Improving HW/SW Adaptability for Accelerating CNNs on FPGAs Through A Dynamic/Static Co-Reconfiguration Approach

Gong Lei; Wang Chao; Li Xi; Zhou Xuehai

首页> 外文期刊>IEEE Transactions on Parallel and Distributed Systems >Improving HW/SW Adaptability for Accelerating CNNs on FPGAs Through A Dynamic/Static Co-Reconfiguration Approach

【24h】

Improving HW/SW Adaptability for Accelerating CNNs on FPGAs Through A Dynamic/Static Co-Reconfiguration Approach

机译：通过动态/静态共同重新配置方法改善CNNS在FPGA上加速CNN的适应性

获取原文

获取原文并翻译 | 示例

掌桥外文数据库（机构版） >>

开具论文收录证明 >>

文献代查 >>

页面导航

摘要
著录项
相似文献
相关主题

摘要

With the continuous evolution of Convolutional Neural Networks (CNNs) and the improvement of the computing capability of FPGAs, the deployment of CNN accelerator based on FPGA has become more and more popular in various computing scenarios. The key element of implementing these accelerators is to take full advantage of underlying hardware characteristics to adapt to the computational features of the software-level CNN model.

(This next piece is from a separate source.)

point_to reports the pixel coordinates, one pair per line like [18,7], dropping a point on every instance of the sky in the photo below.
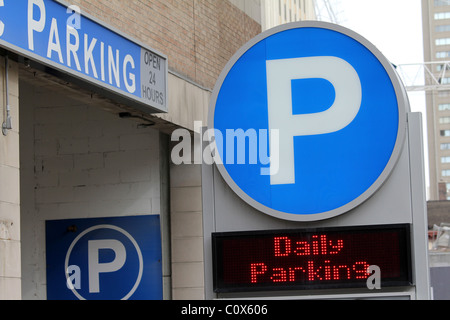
[395,28]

To achieve this goal, however, previous designs mainly focus on the static hardware reconfiguration pattern, which is not flexible enough and can hardly make the accelerator architecture and the CNN features fully fit, resulting in inefficient computations and data communications. By leveraging the dynamic partial reconfiguration technology equipped in the modern FPGA devices, in this article, we propose a new accelerator architecture for implementing CNNs on FPGAs in which static and dynamic reconfigurabilities of the hardware are cooperatively utilized to maximize the acceleration efficiency. Based on this architecture, we further present a systematic design and optimization methodology for implementing the specific CNN model in the particular computing scenario, in which a static design space exploration method and a reinforcement learning-based decision method are proposed to obtain the optimal static hardware configuration and run-time reconfiguration strategy respectively. We evaluate our proposal by implementing three widely used CNN models, AlexNet, VGG16C, and ResNet34, on the Xilinx ZCU102 FPGA platform. Experimental results show that our implementations on average can achieve 683 GOPS under 16-bit fixed data type and 1.37 TOPS under 8-bit fixed data type for three targeted CNN models, and improve the computational density from 1.1x to 1.91x compared with previous implementations on the same type of FPGA platform.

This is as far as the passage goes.